Thursday, January 28, 2010

A Different Scene...

Just so you know, I am writing this at a very unique time in my life.  And to most it might not seem like much, whether we have nothing in common or in light of what I have been through the last several years.  But, to me it is different.

There is so much involved when you decide to home educate.  You have your normal "What will you teach them?" "Do you think that YOU can teach them?" "But, they won't have any friends?" And so on.  Then there's the family questions, "Can you afford to be a one-income family?" "What is wrong with the school you/I/relatives went to?" "You're going to make them freaks!"  Okay, the last one wasn't a question and has never been said to me, but you just know people think it!

Once you get past all of that and you have established your school routine, that's when you realized your child's WHOLE being is now completely resting in just YOUR hands!  That is beyond daunting.  But, seriously, who else is more capable than the parent?  This is not a debate on home education/public school.  This is the choice you have made because you feel it and now you have to live it.  

So...you are going about your daily routine and you get into your groove.  You will have bumps that are real and some are silly.  You grow and learn just as the student(s) do.  You get to know your kids in a way that you never knew was possible.  It's not in the Afterschool Special cheese type of way.  You can genuinely tell others you know your kids.  Mine are the best kind of people.  I can talk to them about anything and guess what?  They can reply with words and emotions everyone can understand!  The best of all is that they come to me the same way.  As a parent there are things we wish we would never, never, ever, ever, EVER have to discuss with them...but, you do and you're happy they came to you.  You realize them having friends and "getting out of the house" is not an issue - it is having to reel everything in once in a while!  
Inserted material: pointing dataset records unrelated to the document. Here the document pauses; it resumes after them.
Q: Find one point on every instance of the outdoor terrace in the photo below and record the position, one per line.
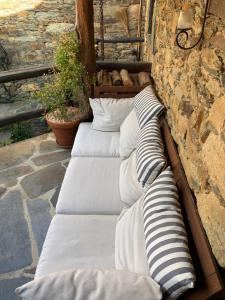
(31, 173)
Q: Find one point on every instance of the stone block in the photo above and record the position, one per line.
(8, 286)
(15, 154)
(217, 8)
(51, 158)
(210, 58)
(217, 114)
(40, 217)
(218, 41)
(213, 156)
(14, 173)
(213, 219)
(43, 180)
(15, 246)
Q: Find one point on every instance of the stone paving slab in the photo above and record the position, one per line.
(8, 286)
(31, 173)
(14, 173)
(17, 107)
(15, 245)
(51, 158)
(40, 216)
(43, 181)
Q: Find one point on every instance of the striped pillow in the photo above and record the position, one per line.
(147, 106)
(150, 153)
(167, 249)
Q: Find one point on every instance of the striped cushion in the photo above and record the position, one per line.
(168, 254)
(147, 106)
(150, 154)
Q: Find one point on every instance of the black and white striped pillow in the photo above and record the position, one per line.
(147, 106)
(169, 259)
(150, 153)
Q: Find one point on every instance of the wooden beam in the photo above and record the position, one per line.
(26, 73)
(135, 67)
(121, 40)
(21, 117)
(85, 30)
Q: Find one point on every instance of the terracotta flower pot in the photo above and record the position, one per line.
(65, 132)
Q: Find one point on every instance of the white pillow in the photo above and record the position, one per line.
(91, 285)
(129, 131)
(130, 188)
(130, 252)
(109, 113)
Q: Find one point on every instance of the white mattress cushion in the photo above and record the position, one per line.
(91, 285)
(78, 242)
(129, 131)
(91, 186)
(90, 142)
(109, 113)
(130, 251)
(130, 188)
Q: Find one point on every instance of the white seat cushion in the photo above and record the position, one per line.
(75, 242)
(90, 142)
(91, 186)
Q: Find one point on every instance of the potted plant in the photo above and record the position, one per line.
(64, 96)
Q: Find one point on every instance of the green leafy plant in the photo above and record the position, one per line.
(20, 132)
(69, 86)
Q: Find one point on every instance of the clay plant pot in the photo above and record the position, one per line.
(65, 132)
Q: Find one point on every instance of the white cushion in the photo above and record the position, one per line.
(91, 285)
(109, 113)
(129, 131)
(91, 186)
(130, 188)
(130, 252)
(90, 142)
(78, 242)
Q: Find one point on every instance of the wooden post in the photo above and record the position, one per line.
(85, 30)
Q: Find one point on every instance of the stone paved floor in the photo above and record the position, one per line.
(31, 173)
(17, 107)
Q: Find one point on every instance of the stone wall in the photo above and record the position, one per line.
(192, 86)
(29, 31)
(30, 35)
(114, 28)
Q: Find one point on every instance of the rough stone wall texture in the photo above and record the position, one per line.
(114, 28)
(30, 35)
(192, 86)
(29, 31)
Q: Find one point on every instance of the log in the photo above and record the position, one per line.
(85, 31)
(106, 78)
(25, 73)
(100, 77)
(133, 67)
(144, 78)
(116, 78)
(127, 81)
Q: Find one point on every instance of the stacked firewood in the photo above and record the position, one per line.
(123, 78)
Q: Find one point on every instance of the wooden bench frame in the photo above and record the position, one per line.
(209, 284)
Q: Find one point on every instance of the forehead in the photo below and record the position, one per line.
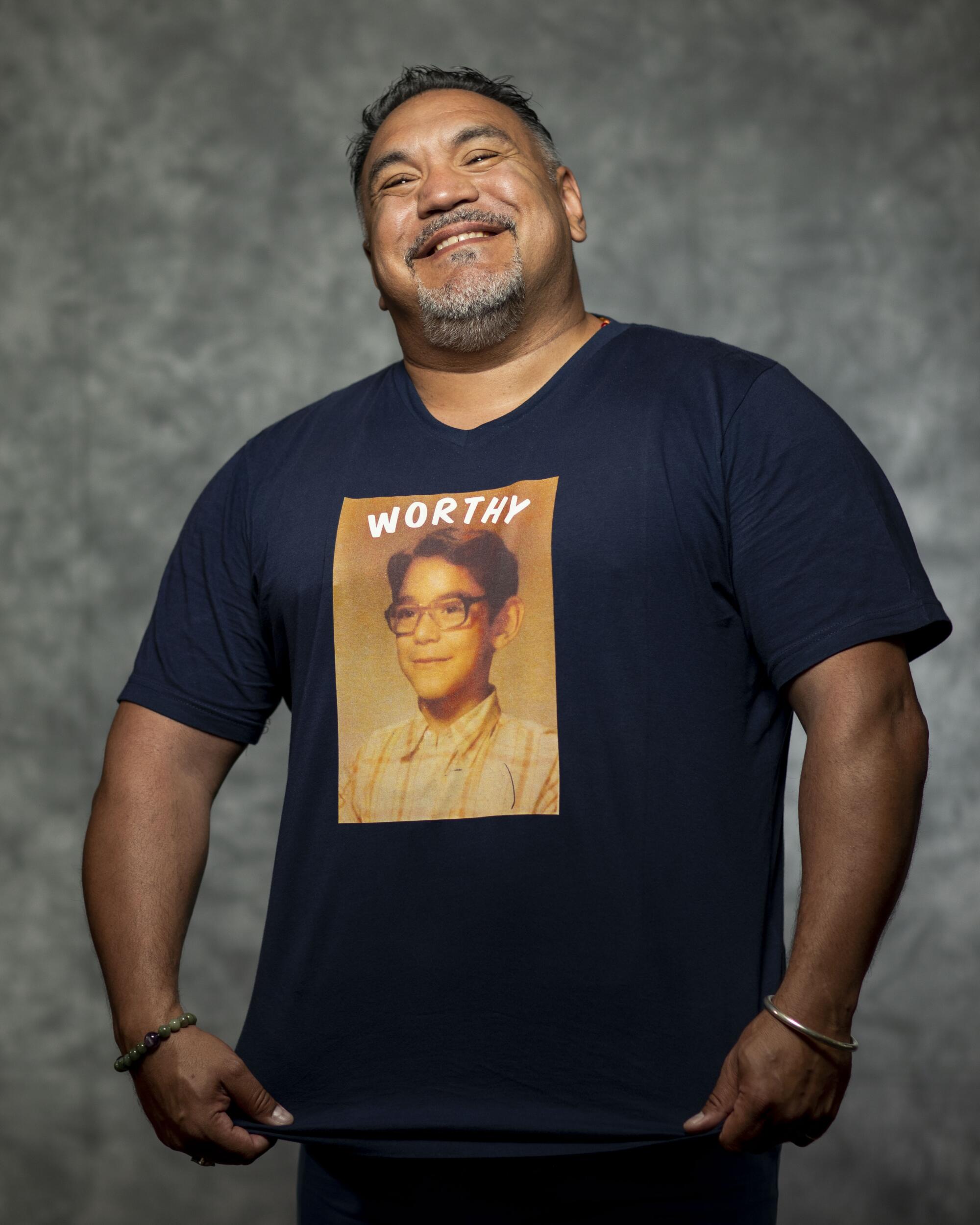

Now you are a seasoned homeschooler, you got flow going and then guess what?  AAAAHHHH!  What?  They're almost done???  When did that happen?  I am just NOW able to say that I am 100% comfortable with all my curriculum, activities, teaching methods, etc and you tell me that I am on borrowed time???  Do you enjoy playing with my emotions???


Okay, I am now past the freak-out point - by a hair.  You think it's hard when they're little and they are no longer needing mommy's help to walk, eat, etc.  For me I had moments of bitter-sweetness when they didn't "require" bedtime stories because they could "read all by themselves!" and similar situations.  For the home educator you have your time when you are not needed to instruct for every subject because they have learned to teach themselves (which is what you wanted - but it still stung a little, in a good way of course).  I have been able to tell them their assignments and they're off & running.  I am here for tests and any questions that come up, but they are becoming self-teaching adults; always seeking something new to learn about and are great about sharing/teaching others.  House runs smoothly.  We all know our departments and requirements (definite tongue-in-cheek comment) and the price for the incomplete. (Insert your own here ;)  

I'm cruising now...even with all the health problems we have endured, teaching my kids has always been my life and I take it very seriously.  You have to be disciplined, I am; you have to be dedicated, my motto; you have to be strong, I have God's strength and His wisdom.  I have been knocked-down and almost out.  One of my favorite things is that I love talking with other home educators and hearing about their journeys.  I've been away from them for awhile (I'm coming back!), but never have I been away from my kid's education.  God saved my life spiritually (a walk everyday) and physically (to be discussed at a later date :), and once again...feeling the groove...the adventure in homeschooling, my scene.


Guess what?  I am now realizing that my scene is changing.  Good...bad...  I don't think that comes into play here.  With kids you are ecstatic to see them walk, and then you realize "Uh-oh! He's running into the street!" You teach them to talk and then, watch out...they never stop!  (Insert laugh here)  Especially girls, wow!  You love all of it and you're sad at the same time.  That's where I'm at...I see where they are "walking/running" and where their "words" are taking them.  Their futures look wonderful - they have plans.  Now...what about me?

Don't get me wrong, I am not upset by any means.  Usually I catch these things before they're on my heels.  Maybe I should say that I am intrigued about what is coming into my view now.  Do I have any ideas?  Welp...I still see myself involved with the home education movement.  We have a private school for home educators that my heart is forever in and I don't want that to go away unless we are not needed anymore.  I hope my kids home educate and they both expressed their desire to do so.  Certain materials and accoutrement have been put back as they have asked.  

My current scene has been so blessed, can you imagine what God has planned for my next scene? I am not scared or worried.  God has been with me this whole time, why would I doubt His love now?  I don't.  I am very interested in what is coming.